ACM Transactions on Design Automation of Electronic Systems, Vol. 13, No. 1, Article 7, Pub. date: January 2008.

However, this kind of programming will aggressively update t after each adjustment of r, and its only purpose is to keep P2 invariant when r is changed. Alternatively, we can weaken the invariant to be maintained, and allow P2 to be violated temporally and restored later. This can be done by putting the two guarded command within the same repetition statement; it increases the flexibility in their execution orders.

The execution of the second guarded command will increase t. If we use maxT to represent the max t before we adjust r, very likely, such t increases may cause  $t.y \ge \max$ T for some  $y \in V$ . Similarly, based on the assumption  $(\exists r', t' :: \max .t' < \max T)$ , we must have r.y - r.p.y < r'.y - r'.p.y. Therefore r.y should also be increased. This can be included in the above commands through a simple modification.

The difference between the two cases of increasing r is that in the first case we have  $t.v = \max .t$  but in the second case it may not be true. With  $t.v = \max .t$ , there is no edge (v, x) such that r.v - r.x = w(v, x), and thus the execution of r.v := r.v + 1 cannot destroy P0. Without it, that is not guaranteed. Similar to our handling of P2, we can either maintain P0 through a repetitive updating of r after each operation or allow it to be violated temporally and restored later. We select the second option since it renders more flexibility. It gives us one more guarded command in addition to the above two.

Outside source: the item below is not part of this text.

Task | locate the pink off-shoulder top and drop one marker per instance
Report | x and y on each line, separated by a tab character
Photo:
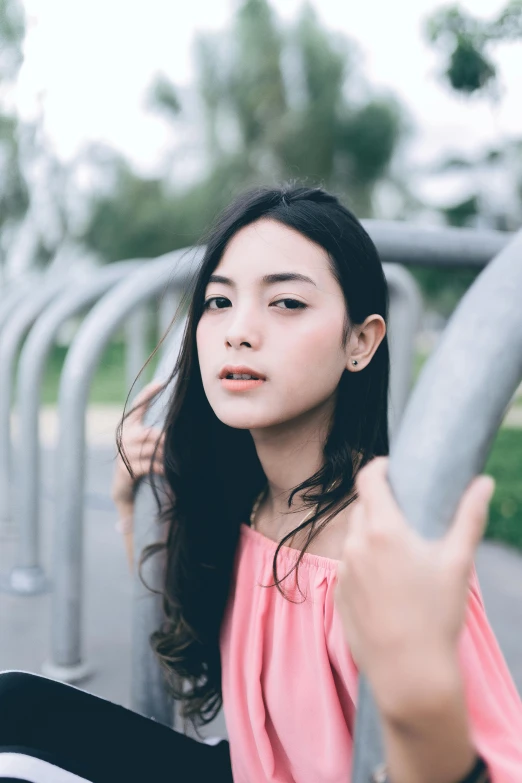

The condition  $\neg P3$ , that is  $(\exists r', t' :: max.t' < maxT)$ , guarantees that the above iterative operations to push down  $t.v \ge maxT$  will terminate within finite steps. This comes from the fact that *each time after r.v for any*  $v \in V$  *is increased, it is guaranteed that there exists a*  $u \in V$  *such that*  $r.u - r.v \ge r'.u - r'.v$ , *or equivalently*  $r.u - r'.u \ge r.v - r'.v$ . Therefore  $(\max v : v \in V : r.v - r'.v)$  cannot be

increased during the iterations. When the iterations terminate, we will have a valid retiming (r, t) such that max t < maxT. Therefore, we can reset the maxT and start the process again. Once again, we introduce a guarded command parallel to the above three instead of introducing hierarchy. The algorithm currently has the following scheme.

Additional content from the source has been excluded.